KLJ worked with the Federal Highway Administration (FHWA) and the NDDOT to redesign a four-lane roadway along the 35-mile long segment of the US Highway 85 corridor from the west edge of Watford City to the junction of US 85 and US 2 west of Williston. A new four-lane, steel bridge was designed by our team to cross the Missouri River and accommodate the lane adjustments. 

In addition, the NDDOT requested that our team convert an abandoned rest area into a weigh station site for the North Dakota Highway Patrol. Due to the space required for truck turning movements, all the existing infrastructure, including the wastewater lagoons, had to be removed. KLJ worked with the North Dakota Department of Health and the EPA to obtain the necessary tests and permits to fill the lagoons in. The final design included site layout, a static truck scale and foundation, new scale house with restroom facilities, a 50’ x 120’ inspection building, lighting, surveillance camera systems, and a weigh-in-motion system.

The full project included ground survey, wetland delineation, cultural resources investigation, development of a Categorical Exclusion (CATEX), biological assessments and an Environmental Assessment (EA), permitting, plan and specification preparation, and right-of-way acquisition. US Highway 85 is the largest transportation project awarded by the NDDOT to a consultant. Due to its size, it was split into five smaller segments.

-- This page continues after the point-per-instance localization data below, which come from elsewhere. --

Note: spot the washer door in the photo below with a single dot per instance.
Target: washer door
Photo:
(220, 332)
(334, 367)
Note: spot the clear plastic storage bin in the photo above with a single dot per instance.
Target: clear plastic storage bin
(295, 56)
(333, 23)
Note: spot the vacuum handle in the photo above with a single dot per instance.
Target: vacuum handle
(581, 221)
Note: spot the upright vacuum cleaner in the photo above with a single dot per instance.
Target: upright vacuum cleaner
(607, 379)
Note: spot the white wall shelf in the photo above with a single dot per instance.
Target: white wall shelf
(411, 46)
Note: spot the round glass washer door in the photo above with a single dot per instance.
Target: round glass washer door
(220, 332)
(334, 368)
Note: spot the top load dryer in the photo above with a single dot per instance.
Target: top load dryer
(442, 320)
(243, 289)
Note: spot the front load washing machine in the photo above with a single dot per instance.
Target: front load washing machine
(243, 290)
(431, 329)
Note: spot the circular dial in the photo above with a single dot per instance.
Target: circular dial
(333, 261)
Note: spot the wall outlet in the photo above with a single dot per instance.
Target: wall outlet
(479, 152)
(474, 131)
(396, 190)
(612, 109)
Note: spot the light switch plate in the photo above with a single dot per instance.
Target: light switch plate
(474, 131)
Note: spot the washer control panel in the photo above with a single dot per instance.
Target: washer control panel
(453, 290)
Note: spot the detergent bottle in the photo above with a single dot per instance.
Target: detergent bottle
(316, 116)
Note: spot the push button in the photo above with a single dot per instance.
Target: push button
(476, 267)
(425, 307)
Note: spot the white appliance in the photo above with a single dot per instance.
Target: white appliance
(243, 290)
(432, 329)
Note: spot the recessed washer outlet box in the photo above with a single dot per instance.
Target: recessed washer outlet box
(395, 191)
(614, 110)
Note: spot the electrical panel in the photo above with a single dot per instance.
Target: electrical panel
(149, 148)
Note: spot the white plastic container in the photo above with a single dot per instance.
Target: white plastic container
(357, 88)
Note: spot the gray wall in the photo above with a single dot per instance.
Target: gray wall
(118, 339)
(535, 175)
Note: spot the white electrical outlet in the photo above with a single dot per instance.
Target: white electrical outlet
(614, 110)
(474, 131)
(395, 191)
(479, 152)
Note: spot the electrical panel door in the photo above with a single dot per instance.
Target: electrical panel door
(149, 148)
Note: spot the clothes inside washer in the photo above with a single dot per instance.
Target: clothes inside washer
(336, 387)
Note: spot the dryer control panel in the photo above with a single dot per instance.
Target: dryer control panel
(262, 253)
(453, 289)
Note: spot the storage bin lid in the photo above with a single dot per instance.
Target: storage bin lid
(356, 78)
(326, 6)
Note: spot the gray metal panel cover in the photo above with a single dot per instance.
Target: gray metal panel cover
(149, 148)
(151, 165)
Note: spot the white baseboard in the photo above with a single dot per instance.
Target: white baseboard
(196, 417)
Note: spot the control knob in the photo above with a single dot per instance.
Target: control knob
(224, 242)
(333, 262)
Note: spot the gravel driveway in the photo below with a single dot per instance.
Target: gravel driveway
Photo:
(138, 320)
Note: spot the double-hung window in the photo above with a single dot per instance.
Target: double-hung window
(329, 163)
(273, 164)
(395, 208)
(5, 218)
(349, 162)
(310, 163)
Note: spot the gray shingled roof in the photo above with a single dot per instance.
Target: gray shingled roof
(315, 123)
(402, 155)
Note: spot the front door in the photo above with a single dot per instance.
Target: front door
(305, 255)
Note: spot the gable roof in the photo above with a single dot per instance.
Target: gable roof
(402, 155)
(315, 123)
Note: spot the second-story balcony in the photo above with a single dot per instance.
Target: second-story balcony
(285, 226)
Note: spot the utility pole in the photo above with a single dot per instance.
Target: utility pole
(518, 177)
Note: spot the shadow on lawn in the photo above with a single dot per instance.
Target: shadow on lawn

KLJ completed the planning, survey, wetland delineations, environmental documentation and monitoring, right-of-way acquisition, and design in a compressed, three-year period. Our team also was in charge of the construction administration during the construction phase of the project.

With the previous bridge being rated functionally obsolete, in the past heavy loads had to be re-routed 80 miles around to another route. Now, in addition to being equipped to handle heavy traffic, the bridge is safer having four lanes, rather than two.

In addition, a wildlife fence is helping prevent accidents in the area, as well as protecting wildlife in the region including moose and deer.

The reconstruction of US Highway 85 reduces congestion and increases safety by allowing larger passing zones, continuous passing opportunities, and normalized driving speeds.